Lake Carnegie is located at the south end of campus and allows students to experience nature in a unique way. I remember when I first went to the lake during my first year, I was amazed at the picturesque scenery and the variety of activities in which one can partake such as rowing, fishing and running. The best part of the lake is that it is open to local community and the public, so if you ever happen to be on campus, this is a must-visit destination!
In my free time, I enjoy running around campus, and my favorite trails are the ones next to the lake. Coming to the lake allows me to disconnect from the academic pressure of classes and nurture my relationship with the outdoors. If you are looking for a fun activity, you can rent a kayak with your friends or have a picnic! As someone who grew up in a city, I never had access to such an open space like Lake Carnegie, so I have been taking full advantage of the lake's proximity.

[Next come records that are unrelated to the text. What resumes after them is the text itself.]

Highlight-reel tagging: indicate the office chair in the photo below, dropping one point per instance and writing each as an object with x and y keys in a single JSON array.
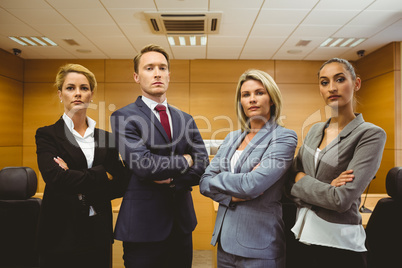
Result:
[
  {"x": 19, "y": 214},
  {"x": 383, "y": 230}
]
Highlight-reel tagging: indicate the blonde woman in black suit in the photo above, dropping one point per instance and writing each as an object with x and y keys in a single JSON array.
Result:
[
  {"x": 336, "y": 162},
  {"x": 82, "y": 172}
]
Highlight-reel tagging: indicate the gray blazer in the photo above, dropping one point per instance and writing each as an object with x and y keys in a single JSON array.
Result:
[
  {"x": 359, "y": 147},
  {"x": 252, "y": 228}
]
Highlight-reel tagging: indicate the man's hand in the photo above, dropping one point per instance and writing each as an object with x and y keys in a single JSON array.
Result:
[
  {"x": 235, "y": 199},
  {"x": 189, "y": 159}
]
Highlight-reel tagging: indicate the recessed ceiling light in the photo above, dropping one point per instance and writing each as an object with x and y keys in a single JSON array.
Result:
[
  {"x": 303, "y": 43},
  {"x": 294, "y": 51},
  {"x": 33, "y": 40},
  {"x": 187, "y": 40},
  {"x": 84, "y": 50},
  {"x": 342, "y": 42}
]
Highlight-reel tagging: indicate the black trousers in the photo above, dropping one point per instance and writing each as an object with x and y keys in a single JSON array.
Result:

I enjoy taking 5-10 minute breaks during my runs to hear the sounds of nature and appreciate my surroundings. You would be surprised at the different number of bird chirps and animal noises! Coming to the lake has improved my mental health and serves as an escape to nature. Recently, I took “ENV327: Investigating an Ethos of Sustainability at Princeton” and learned about the notion of nature deficit disorder, which sustains that as humans spend more time indoors and are further disconnected from nature because of technology, we become more vulnerable to negative moods and reduced attention spans. In order to combat nature deficit disorder, we should take advantage of the outdoors, and Princeton is an ideal place for that! Beyond the lake, the campus is rife with green spaces, ginormous trees, and let's not forget the idyllic Prospect Garden. Whenever I feel stressed out about an exam, or struggle to balance my extracurricular activities, spending time in these green spaces, especially Lake Carnegie, has allowed me to maintain a sense of wellness.
I encourage prospective students to ponder on the relationship between campus and nature when researching colleges. When I committed to Princeton, I overlooked the campus location in terms of the outdoors, but the lake has become an integral component of my undergraduate experience.